En récession depuis le 2ème trimestre 2014, l’économie brésilienne continue de s’enfoncer dans la crise. Après avoir stagné sur l’ensemble de 2014 et chuté de 3,8 % en 2015, le PIB est de nouveau attendu en repli cette année. Le Brésil ne sortira que progressivement la tête hors de l’eau et ne retrouvera qu’une légère croissance en 2017. Au total, la chute cumulée de l’activité économique entre début 2014 et fin 2016 pourrait dépasser 10 %. L’inflation dépasse aussi 10 % depuis novembre. Le déficit public a atteint 10 % du PIB en 2015. Et le chômage atteindra 10 % cette année.

 

Rebond de la Bourse et du real

Depuis le 26 janvier, les actions brésiliennes ont bondi de 25 %. Parallèlement, le real s’est apprécié de 10 % face à l’euro. En cause, l’accélération des enquêtes judicaires visant la corruption des dirigeants politiques : arrestation pour interrogatoire de l’ancien président Lula dans le cadre de l’enquête sur Petrobras et les pots-de-vin; des chefs d’entreprises, des hommes politiques et des hauts responsables sont déjà en prison; et l’étau se resserre autour de Rousseff (les investisseurs espèrent sa démission).

 

Retrouver un gouvernement actif

La crise politique empêche de prendre les mesures pour faire face à la récession.

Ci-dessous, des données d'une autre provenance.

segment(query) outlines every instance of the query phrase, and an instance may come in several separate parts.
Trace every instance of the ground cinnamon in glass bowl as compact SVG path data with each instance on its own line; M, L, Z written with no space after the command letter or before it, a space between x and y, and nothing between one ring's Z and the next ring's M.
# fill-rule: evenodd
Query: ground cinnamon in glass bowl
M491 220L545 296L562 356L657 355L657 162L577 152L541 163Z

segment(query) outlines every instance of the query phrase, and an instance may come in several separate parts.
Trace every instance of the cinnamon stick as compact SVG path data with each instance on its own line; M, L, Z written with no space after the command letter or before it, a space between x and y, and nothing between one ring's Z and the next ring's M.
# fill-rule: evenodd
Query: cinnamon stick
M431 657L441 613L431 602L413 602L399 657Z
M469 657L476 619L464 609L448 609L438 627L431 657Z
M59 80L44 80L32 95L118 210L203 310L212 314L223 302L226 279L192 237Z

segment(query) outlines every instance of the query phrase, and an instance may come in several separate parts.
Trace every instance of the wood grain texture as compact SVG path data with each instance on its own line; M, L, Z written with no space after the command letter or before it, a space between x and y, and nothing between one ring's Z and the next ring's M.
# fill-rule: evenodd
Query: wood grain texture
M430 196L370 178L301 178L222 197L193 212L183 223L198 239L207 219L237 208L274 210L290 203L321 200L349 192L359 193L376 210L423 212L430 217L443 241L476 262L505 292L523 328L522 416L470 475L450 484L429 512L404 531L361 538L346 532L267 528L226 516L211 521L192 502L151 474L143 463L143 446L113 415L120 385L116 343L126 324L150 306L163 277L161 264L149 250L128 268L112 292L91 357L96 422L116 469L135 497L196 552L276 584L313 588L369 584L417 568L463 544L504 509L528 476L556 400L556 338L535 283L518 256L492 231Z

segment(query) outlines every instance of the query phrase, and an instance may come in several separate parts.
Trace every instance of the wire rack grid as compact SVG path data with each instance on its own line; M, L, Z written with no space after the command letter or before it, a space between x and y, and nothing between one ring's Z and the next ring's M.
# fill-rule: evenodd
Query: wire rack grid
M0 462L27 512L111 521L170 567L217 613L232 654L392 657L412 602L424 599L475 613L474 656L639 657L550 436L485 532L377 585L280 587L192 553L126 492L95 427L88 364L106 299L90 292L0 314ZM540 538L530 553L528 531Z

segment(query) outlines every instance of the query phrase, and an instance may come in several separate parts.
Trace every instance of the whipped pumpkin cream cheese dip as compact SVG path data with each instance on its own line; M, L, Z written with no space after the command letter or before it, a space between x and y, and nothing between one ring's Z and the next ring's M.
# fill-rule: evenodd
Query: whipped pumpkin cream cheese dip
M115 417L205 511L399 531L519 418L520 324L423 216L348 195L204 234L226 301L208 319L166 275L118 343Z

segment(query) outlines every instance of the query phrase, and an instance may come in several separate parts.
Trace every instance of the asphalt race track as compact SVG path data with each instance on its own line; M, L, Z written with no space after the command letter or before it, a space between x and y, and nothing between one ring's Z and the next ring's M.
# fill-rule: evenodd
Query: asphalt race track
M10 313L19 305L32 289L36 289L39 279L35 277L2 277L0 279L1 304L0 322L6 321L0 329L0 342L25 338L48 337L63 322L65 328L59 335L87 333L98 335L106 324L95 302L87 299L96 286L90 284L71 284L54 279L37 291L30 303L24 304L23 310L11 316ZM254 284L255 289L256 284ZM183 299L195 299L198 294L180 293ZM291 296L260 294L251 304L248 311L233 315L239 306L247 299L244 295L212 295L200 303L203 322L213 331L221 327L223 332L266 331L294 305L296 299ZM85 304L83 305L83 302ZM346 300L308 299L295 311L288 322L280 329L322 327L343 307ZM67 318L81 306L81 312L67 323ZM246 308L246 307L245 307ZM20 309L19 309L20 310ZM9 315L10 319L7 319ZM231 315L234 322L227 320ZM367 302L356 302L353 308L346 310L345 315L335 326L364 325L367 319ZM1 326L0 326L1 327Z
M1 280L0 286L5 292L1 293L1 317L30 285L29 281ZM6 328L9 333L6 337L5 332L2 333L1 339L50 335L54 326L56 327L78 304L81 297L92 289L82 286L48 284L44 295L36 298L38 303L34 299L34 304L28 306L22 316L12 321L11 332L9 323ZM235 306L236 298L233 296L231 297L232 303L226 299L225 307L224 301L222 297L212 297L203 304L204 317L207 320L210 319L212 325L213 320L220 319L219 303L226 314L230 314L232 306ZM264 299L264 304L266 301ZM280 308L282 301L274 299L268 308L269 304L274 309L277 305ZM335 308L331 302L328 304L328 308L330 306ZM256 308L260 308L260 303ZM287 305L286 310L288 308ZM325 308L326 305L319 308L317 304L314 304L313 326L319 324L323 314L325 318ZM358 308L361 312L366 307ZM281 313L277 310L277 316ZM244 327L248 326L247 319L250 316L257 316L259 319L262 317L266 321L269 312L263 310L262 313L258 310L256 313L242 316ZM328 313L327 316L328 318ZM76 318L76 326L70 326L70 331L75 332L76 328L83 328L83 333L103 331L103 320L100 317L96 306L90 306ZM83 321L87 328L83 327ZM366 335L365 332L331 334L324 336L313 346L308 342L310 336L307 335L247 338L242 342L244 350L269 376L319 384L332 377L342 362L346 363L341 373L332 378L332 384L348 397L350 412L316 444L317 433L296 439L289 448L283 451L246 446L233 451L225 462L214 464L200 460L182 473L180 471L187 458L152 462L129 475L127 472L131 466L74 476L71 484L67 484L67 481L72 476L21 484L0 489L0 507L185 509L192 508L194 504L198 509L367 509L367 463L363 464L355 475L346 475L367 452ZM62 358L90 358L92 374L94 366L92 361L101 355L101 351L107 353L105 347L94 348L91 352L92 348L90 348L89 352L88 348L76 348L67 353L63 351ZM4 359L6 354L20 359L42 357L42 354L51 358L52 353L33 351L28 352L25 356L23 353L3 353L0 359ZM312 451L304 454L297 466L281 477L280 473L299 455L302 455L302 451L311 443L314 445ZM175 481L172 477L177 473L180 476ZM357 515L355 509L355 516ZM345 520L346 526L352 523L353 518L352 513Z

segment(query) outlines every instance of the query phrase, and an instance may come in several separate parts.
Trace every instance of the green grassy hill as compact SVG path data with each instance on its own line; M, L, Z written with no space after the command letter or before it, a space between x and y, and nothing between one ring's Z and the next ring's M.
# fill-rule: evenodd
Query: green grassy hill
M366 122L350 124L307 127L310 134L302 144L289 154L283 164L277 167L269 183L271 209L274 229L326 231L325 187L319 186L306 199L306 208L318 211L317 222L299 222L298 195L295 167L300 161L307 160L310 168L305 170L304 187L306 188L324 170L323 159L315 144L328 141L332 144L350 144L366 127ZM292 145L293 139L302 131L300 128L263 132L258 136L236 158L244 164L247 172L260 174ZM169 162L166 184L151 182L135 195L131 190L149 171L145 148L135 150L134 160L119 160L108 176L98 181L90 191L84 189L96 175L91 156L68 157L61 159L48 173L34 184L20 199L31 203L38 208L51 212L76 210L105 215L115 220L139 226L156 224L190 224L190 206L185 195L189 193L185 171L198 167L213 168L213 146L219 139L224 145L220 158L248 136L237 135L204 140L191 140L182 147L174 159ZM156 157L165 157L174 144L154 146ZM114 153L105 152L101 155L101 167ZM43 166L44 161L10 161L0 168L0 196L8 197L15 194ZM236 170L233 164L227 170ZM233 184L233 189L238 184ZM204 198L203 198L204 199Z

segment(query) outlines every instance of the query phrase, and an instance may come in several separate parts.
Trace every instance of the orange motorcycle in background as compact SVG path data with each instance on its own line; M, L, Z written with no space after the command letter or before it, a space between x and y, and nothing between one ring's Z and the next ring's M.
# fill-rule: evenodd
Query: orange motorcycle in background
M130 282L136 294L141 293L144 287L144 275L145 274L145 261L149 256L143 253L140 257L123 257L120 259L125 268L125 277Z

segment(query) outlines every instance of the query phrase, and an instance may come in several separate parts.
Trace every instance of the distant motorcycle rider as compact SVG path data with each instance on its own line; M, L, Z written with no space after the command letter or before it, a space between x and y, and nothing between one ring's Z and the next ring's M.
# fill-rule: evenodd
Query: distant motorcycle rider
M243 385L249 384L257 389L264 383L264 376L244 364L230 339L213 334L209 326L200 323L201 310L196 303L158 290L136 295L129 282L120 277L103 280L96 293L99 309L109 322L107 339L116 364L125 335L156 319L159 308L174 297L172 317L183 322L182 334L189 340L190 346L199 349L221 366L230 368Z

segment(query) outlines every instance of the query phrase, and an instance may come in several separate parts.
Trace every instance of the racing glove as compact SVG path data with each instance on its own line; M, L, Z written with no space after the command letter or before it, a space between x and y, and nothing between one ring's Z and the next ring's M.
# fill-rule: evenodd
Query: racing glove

La démission de Dilma Rousseff serait un premier pas. Mais la présidente ne lâchera pas les rênes facilement. Pour bénéficier de l’immunité judiciaire, Lula a rapidement intégré le gouvernement. De plus, l’opposition n’a pas vraiment de solution de rechange : son leader est aussi suspecté de malversations. Rien ne laisse donc présager une fin rapide du blocage et l’embellie des marchés est prématurée. Mais elle montre que les investisseurs n’ont pas perdu confiance dans les actifs brésiliens. La crise ne s’est pas transformée en débâcle. Le pays a préservé son potentiel.

 

En attendant des jours meilleurs

Le Brésil d’aujourd’hui est plus solide que le Brésil d’hier. Alors qu’une crise d’une telle ampleur aurait par le passé conduit à la faillite de l’Etat, Brasilia n’a aucun problème de financement. La rapide hausse de la dette publique n’est certes pas soutenable à long terme. Mais un défaut de paiement n’est pas à l’ordre du jour. D’autant moins que les comptes extérieurs se sont améliorés : en février, les importations se sont effondrées de 30 % par rapport à un an plus tôt, mais les exportations ont progressé de 10 %.